Ø  Nyempurit yakni ujung ibu jari bertemu dengan ujung telunjuk membentuk bulatan dan jari-jari lainnya melengkung mengikuti arah jari tengah. Tangna kanan kiri sama.
Ø  Nagarangsang/ boyomangap yakni seperti ngruji/ ngrayung hanya ibu jari membuka lurus ke depan. Tangna kanan dan kiri sama.
Ø  Nyekithing yakni ruas ibu jari bersinggung dengan ruas jari tengah paling depan, jari-jari lainnya elengkung searah jari tengah.
Gerak Kaki:
Ø  Nggrudho yakni sikap kaki nggrudho dengan kedua kaki mendhak sifat gantung.
Ø  Lumaksono yakni berjalan ke depan.

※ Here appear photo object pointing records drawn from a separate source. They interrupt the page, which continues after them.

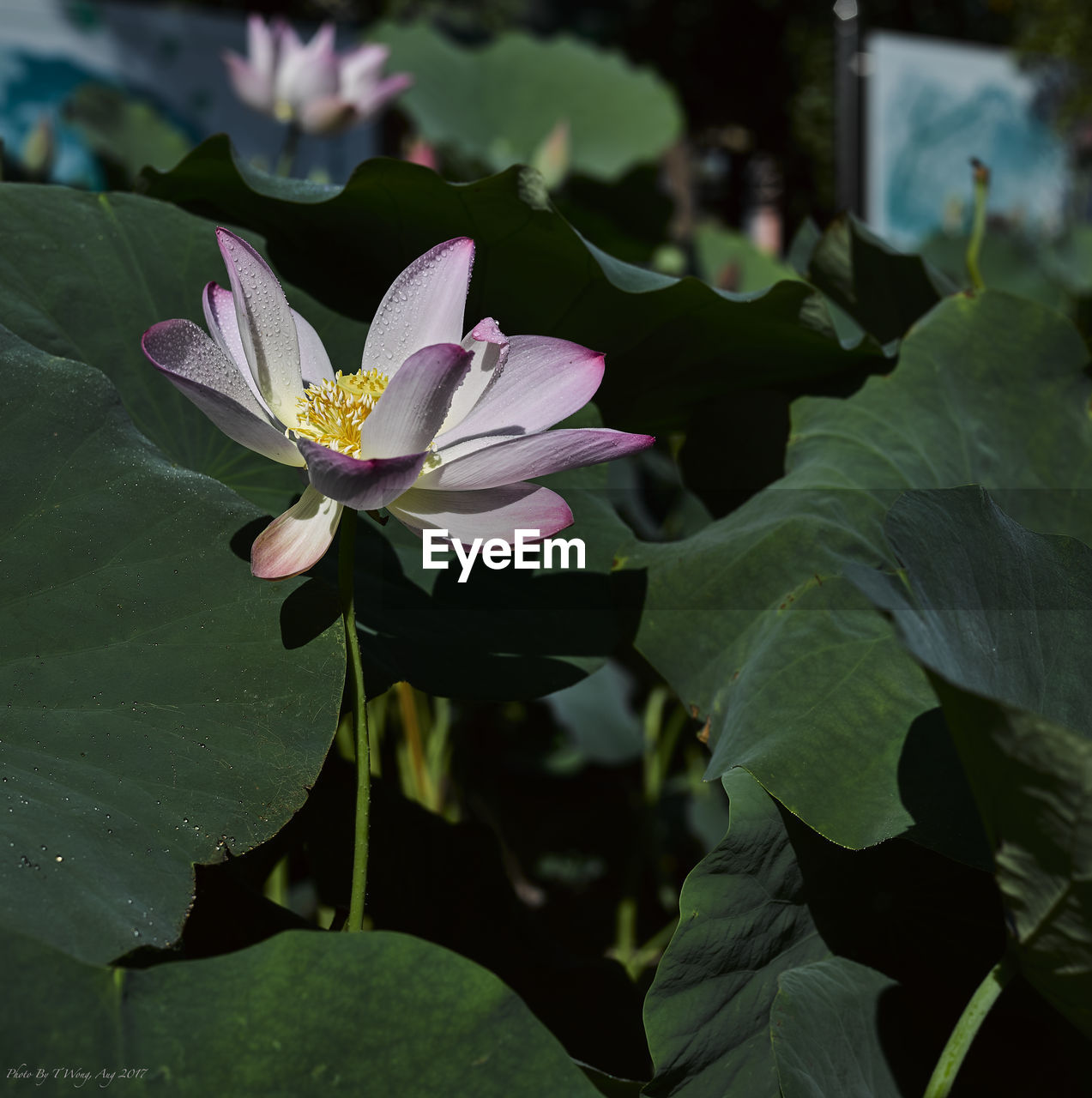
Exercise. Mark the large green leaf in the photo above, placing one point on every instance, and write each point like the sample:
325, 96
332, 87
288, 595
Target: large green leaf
881, 289
750, 620
156, 714
83, 275
1000, 618
501, 635
743, 922
498, 103
668, 341
825, 1032
99, 270
303, 1014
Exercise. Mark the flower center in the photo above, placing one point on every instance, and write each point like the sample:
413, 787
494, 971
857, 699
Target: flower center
332, 413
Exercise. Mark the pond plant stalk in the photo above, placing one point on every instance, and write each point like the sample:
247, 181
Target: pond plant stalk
354, 674
981, 177
967, 1028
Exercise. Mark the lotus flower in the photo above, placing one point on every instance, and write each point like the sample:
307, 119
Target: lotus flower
440, 430
310, 85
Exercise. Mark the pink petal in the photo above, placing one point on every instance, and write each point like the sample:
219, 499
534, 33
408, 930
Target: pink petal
371, 100
224, 326
361, 67
490, 346
200, 371
362, 486
534, 455
298, 540
327, 114
486, 513
266, 326
255, 88
310, 71
415, 403
262, 48
424, 306
542, 381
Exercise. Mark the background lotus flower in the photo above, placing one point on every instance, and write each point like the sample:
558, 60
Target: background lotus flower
311, 86
440, 430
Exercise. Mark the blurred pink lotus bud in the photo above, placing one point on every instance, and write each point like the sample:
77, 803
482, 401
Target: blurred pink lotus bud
420, 152
552, 156
311, 86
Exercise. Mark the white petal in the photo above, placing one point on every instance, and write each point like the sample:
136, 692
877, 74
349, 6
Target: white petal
415, 403
423, 308
266, 326
200, 369
486, 513
298, 540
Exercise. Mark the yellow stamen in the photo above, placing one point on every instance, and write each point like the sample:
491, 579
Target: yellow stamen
332, 413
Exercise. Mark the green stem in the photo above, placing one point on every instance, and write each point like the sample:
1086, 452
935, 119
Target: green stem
347, 538
974, 1014
287, 160
978, 226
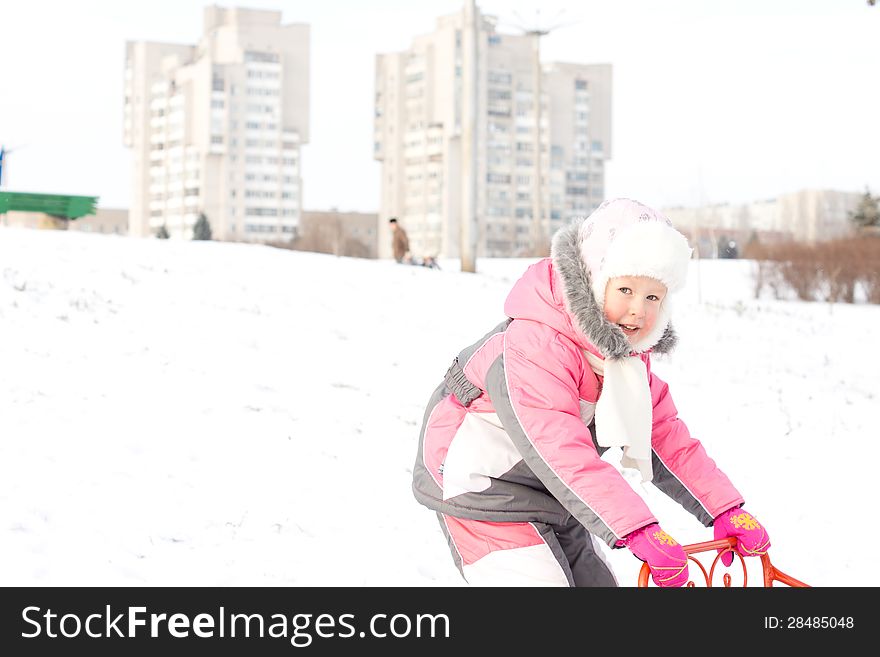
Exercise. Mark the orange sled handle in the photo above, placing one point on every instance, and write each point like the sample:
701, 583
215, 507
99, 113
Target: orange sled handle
771, 573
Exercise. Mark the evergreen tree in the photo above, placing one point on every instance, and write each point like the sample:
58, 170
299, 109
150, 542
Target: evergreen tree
867, 212
202, 229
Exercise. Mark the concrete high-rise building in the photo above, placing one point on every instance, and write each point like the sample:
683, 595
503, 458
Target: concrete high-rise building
217, 127
420, 125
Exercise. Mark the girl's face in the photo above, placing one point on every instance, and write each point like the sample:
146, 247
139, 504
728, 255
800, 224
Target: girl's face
633, 302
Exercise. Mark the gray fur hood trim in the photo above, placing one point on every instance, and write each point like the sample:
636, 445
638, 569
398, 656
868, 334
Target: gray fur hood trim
565, 252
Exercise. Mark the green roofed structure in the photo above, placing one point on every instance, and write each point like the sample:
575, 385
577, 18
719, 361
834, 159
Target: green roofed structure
55, 205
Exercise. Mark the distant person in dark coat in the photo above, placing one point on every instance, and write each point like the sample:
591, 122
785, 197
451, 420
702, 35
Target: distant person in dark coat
399, 240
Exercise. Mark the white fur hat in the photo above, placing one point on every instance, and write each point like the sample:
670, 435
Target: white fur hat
621, 237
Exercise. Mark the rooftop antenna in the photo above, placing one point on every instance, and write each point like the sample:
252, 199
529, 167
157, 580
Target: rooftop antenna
536, 30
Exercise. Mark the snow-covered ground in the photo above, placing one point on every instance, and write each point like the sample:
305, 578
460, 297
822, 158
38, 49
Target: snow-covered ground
201, 413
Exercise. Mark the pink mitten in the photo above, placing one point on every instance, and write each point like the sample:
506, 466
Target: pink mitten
664, 556
751, 537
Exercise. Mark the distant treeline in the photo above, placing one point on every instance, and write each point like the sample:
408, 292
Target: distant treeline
842, 270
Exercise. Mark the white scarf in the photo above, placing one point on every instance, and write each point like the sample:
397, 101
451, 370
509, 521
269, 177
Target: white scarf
624, 412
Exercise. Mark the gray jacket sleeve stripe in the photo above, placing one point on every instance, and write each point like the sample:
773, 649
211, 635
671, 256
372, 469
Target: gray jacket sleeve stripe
675, 488
496, 386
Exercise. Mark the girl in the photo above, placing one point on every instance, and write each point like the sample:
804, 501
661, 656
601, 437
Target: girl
510, 450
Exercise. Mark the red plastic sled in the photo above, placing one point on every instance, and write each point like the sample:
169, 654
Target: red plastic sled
771, 573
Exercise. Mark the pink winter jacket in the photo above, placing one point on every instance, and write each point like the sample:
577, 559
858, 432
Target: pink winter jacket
508, 435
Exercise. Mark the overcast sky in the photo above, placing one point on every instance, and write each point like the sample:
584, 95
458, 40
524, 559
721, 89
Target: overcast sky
713, 101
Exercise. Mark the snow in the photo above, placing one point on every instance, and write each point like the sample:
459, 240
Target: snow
216, 414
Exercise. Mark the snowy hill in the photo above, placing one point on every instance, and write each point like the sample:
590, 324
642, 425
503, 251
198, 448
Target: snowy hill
200, 413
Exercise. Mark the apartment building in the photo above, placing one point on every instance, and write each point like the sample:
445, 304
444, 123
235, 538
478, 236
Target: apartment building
217, 127
543, 135
808, 215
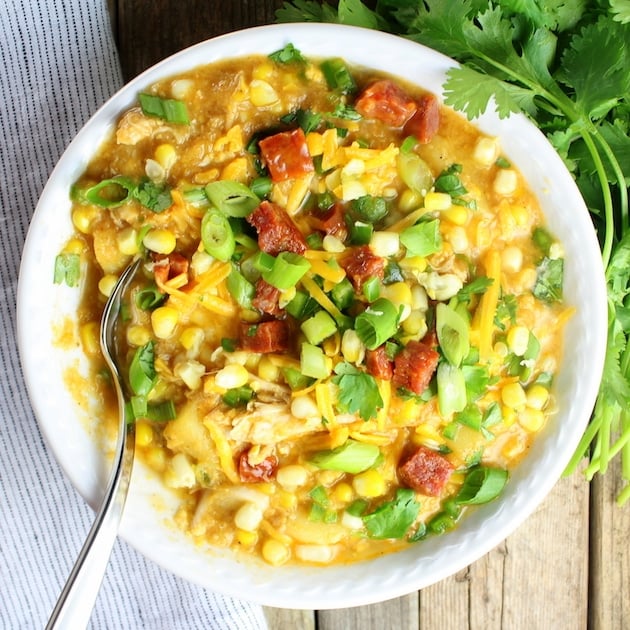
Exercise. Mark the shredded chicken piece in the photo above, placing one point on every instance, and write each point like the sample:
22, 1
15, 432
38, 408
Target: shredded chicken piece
134, 126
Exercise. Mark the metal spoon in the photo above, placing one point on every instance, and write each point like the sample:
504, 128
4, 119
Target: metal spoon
75, 604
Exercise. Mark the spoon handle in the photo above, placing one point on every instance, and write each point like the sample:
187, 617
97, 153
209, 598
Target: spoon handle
74, 606
76, 602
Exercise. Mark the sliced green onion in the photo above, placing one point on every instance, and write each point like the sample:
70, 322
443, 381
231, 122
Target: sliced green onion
313, 361
369, 209
319, 327
451, 389
338, 76
481, 485
232, 198
377, 323
361, 233
168, 109
415, 172
422, 239
342, 294
67, 269
149, 298
142, 374
217, 235
351, 457
240, 288
111, 193
453, 333
287, 270
295, 379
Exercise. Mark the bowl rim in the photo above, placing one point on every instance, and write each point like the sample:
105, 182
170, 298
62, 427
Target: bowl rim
298, 587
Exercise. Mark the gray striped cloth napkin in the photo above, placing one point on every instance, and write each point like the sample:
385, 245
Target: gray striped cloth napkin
59, 64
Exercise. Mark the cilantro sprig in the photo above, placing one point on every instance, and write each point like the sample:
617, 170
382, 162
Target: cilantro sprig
565, 64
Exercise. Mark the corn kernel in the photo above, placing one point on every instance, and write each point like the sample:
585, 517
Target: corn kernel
144, 434
537, 396
165, 155
518, 340
513, 395
164, 320
262, 94
233, 375
246, 539
138, 335
82, 218
292, 476
288, 500
89, 334
343, 493
511, 259
156, 459
486, 151
458, 215
369, 484
303, 407
106, 284
531, 419
127, 240
160, 241
505, 182
435, 201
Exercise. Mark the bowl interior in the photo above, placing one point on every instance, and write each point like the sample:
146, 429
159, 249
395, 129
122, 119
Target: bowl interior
43, 307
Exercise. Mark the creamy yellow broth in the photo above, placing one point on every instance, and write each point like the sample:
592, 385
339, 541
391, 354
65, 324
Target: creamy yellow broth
302, 512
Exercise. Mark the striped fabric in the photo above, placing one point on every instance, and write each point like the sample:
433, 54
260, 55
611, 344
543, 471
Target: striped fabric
58, 65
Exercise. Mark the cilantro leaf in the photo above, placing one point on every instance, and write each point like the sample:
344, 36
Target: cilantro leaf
393, 518
358, 391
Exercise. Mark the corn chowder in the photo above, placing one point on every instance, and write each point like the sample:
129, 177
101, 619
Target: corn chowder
349, 317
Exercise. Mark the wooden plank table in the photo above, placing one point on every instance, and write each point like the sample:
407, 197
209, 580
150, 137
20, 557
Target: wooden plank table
567, 567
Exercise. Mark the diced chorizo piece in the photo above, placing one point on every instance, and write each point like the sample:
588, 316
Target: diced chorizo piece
424, 124
333, 222
414, 367
286, 155
266, 298
166, 267
361, 264
271, 336
253, 473
378, 364
386, 101
276, 230
426, 471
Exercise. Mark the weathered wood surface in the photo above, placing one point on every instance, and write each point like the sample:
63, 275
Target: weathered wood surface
567, 567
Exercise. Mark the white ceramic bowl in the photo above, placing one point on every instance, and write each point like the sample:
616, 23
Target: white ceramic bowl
66, 425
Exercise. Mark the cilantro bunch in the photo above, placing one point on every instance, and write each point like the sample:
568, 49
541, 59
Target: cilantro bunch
565, 64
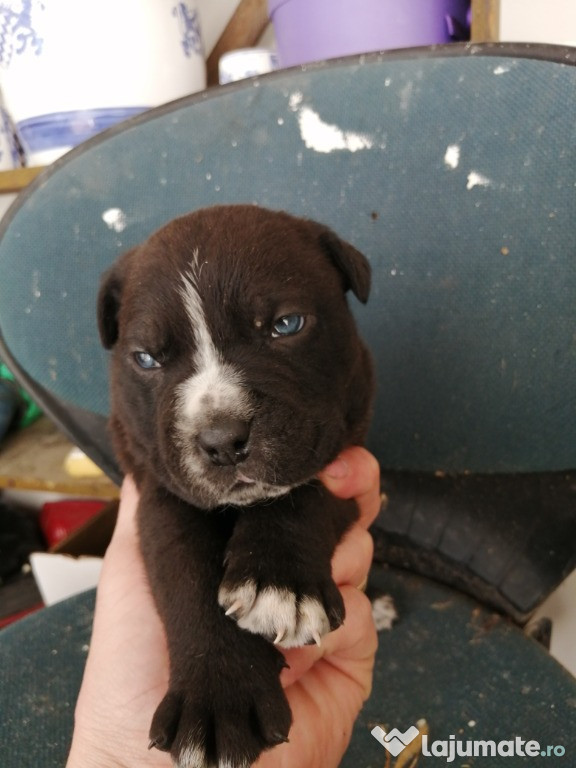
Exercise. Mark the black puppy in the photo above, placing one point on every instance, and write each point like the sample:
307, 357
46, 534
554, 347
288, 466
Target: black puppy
237, 374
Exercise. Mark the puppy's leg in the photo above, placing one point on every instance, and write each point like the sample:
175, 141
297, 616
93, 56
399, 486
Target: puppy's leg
278, 580
225, 704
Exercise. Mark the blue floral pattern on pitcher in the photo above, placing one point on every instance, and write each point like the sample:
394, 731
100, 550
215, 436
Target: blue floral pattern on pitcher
17, 33
189, 28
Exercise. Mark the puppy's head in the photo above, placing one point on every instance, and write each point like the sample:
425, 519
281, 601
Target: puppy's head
237, 371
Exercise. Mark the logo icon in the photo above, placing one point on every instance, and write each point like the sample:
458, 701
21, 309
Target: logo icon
395, 741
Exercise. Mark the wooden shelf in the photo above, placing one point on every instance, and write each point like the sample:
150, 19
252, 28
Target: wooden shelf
33, 460
17, 179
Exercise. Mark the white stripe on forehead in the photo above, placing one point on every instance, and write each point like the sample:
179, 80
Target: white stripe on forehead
205, 350
215, 386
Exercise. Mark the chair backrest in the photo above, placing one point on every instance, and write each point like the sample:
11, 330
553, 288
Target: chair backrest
452, 168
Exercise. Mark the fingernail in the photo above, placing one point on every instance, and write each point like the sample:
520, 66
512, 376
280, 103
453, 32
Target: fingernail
337, 470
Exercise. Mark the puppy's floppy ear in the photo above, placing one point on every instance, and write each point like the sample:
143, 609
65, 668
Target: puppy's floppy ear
352, 264
109, 306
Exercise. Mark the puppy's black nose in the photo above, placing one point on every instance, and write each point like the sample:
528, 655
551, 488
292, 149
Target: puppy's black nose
225, 442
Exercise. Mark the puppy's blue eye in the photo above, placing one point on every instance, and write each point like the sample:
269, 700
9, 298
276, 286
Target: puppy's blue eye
288, 325
146, 361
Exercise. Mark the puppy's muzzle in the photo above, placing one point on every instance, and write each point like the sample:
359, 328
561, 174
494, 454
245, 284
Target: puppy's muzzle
225, 442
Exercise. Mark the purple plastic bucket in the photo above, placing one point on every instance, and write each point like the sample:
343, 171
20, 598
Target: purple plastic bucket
312, 30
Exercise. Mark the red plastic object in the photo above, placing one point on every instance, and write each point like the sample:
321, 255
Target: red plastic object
58, 519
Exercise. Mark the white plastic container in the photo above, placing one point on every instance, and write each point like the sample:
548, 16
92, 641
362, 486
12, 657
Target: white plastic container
246, 62
71, 68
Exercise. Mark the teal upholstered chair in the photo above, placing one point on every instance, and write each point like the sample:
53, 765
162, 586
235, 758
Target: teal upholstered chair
454, 170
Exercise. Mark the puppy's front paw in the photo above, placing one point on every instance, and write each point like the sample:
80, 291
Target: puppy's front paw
225, 715
286, 617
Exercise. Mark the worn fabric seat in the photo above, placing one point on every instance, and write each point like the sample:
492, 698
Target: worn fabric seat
452, 169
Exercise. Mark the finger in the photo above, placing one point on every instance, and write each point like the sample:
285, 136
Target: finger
354, 642
128, 505
353, 558
355, 474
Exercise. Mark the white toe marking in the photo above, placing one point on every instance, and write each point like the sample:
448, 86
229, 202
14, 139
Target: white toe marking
276, 613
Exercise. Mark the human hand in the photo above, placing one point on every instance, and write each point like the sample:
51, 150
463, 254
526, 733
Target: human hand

Sikap dan posisi kaki kiri lumaksono degnan arah telapak kaki serong ke luar atau mager timun.
Ø  Gejuk/ seblak yakni sikap kaki kiri gejug (dihentakan ke lantai) terap di belakagn tumit kaki kanan. Gejug kaki kanan sebaliknya.
Ø  Tanjak kiri belakang/ depan yakni sikap atau posisi kaki tanjak kiri, tanjak kanan sebaliknya.
Ø  Trecetan yakni sikap telapak kaki kiri trecetan, terap mata kaki kanan. Kaki kanan sama sebaliknya. Melangkah jinjit dengan cepat ke kanan atau ke kiri.

Ø  Kicat yakni sikap kaki kiri kicat terap kempol kaki kanan, kaki kanan sama sebaliknya.